Below is my summary of the most recent Guru Performance Institute podcast: ‘To supplement, or not to supplement’. This podcast is hosted by Dr Laurent Bannock and in this episode, he chats with Professor Craig Sale (the Director for Sport, Health and Performance Enhancement Research Centre at Nottingham Trent University).

  • The supplement industry is enormous – a billion dollar industry
  • What is a supplement? Professor Sale describes it as ‘something you use to supplement what you would already be taking in, in your normal diet’
  • Why do people take supplements? Professor Sale outlines 4 main reasons people tend to use supplements: 1) to improve health/correct a deficiency, 2) improve sports performance, 3) build muscle mass, 4) decrease body fat
  • We must not forget the critical concept of starting with a ‘food first’ approach. What does a ‘food first’ approach mean? It means we need to first start by optimising our diet (and optimising our training or recovery – ¬†if we haven’t done so already), before we even THINK of using supplements
  • Why are we obsessed with supplements and not food? Professor Sale suggests it is because 1) supplements are seen as a much easier fix to make (diet changes are seen as much harder), 2) we see other people take them, we hear them say that they work and then we become worried that we are not maximising on our performance edge
  • Do we need to consider the placebo effect? Absolutely. It’s called a placebo effect for a reason: it has an effect! Therefore, one needs to consider the psychological impact of stopping a supplement or taking a supplement away from someone who believes it works – this may do more harm than good (so long as the supplement itself is safe and is doing no harm!)

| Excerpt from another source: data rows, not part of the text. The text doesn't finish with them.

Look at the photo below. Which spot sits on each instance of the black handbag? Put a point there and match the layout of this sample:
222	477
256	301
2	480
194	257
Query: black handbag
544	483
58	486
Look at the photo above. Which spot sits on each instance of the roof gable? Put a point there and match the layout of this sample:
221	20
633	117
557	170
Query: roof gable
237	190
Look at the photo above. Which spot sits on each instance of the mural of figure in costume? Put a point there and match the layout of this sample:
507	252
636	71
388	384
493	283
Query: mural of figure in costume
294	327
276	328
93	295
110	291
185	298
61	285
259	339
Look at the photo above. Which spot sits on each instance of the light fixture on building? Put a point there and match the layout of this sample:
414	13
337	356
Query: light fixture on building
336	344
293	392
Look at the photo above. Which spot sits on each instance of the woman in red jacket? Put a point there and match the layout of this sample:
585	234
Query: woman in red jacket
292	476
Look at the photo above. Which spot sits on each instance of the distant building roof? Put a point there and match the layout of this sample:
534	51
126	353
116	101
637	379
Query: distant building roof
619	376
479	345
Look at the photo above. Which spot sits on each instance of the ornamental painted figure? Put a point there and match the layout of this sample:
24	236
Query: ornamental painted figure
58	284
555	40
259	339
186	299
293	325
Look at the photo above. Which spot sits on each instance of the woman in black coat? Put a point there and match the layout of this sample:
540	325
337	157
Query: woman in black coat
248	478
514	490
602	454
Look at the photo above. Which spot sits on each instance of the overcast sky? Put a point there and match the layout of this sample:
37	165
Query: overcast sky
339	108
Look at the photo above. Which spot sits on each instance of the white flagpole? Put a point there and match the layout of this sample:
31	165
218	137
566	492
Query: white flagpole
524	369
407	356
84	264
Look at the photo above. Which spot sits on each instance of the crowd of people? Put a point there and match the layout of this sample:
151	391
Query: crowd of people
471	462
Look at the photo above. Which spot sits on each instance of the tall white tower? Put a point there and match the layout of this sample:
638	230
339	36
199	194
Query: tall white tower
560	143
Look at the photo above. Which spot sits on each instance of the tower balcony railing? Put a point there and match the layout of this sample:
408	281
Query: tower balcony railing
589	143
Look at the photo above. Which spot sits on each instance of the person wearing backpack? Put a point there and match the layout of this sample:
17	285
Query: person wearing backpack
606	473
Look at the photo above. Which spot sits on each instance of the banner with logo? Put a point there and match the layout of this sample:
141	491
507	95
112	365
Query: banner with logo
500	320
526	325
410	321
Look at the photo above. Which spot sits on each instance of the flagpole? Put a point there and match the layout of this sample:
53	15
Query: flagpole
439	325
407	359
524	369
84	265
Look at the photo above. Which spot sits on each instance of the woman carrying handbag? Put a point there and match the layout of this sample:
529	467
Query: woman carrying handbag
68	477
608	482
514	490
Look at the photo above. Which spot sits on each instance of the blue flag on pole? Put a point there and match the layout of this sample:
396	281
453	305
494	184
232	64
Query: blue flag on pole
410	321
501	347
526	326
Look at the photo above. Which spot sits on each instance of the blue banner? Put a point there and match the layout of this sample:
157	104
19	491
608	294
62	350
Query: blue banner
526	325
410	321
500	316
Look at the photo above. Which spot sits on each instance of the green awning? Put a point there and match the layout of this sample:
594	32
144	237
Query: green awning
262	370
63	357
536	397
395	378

  • Do supplements work? Professor Sale’s answer is broadly NO. Why not? He states that no supplement whatsoever can influence ALL the the things you’re possibly looking at influencing – CONTEXT is needed!!! Eg what events is the supplement likely to work in, what is the safety of the supplement, does it interact with other supplements…
  • Over-supplementation can be an issue. Too much of a good thing is not necessarily better and can in fact, be harmful.
  • Very few studies look at the long-term health effects of using supplements – we simply don’t know the chronic effect of supplement use on one’s body
  • To think that taking a multi-vitamin protects you from a poor diet is likely wrong – we simply don’t fully understand all of the components of food yet, how they interact with each other as well as their availability to various tissues of the body. Therefore it would be silly to assume that a supplement mimics the complex nature of food in our body
  • Is the risk of doping worth it? Is it worth risking your career? Are you ok with supplements from a moral stand-point? Is there a difference between using a banned substance that may improve performance vs using a substance that is not banned but may improve performance? (Professor Sale doesn’t attempt to answer this last question, only raises it)
  • If you are considering using supplements, you need independent third-party batch testing of each product you use – however, this doesn’t completely eliminate the risk of doping either. Supplements always carry risk.
  • Lastly, Professor Ron Maughans¬†famous quote on supplements was raised:
    ‘1. If it works, it’s probably banned.
    2. If it’s not banned, it probably doesn’t work.
    3. There may be some exceptions’.
    (In other words: if it sounds too good to be true, it probably is).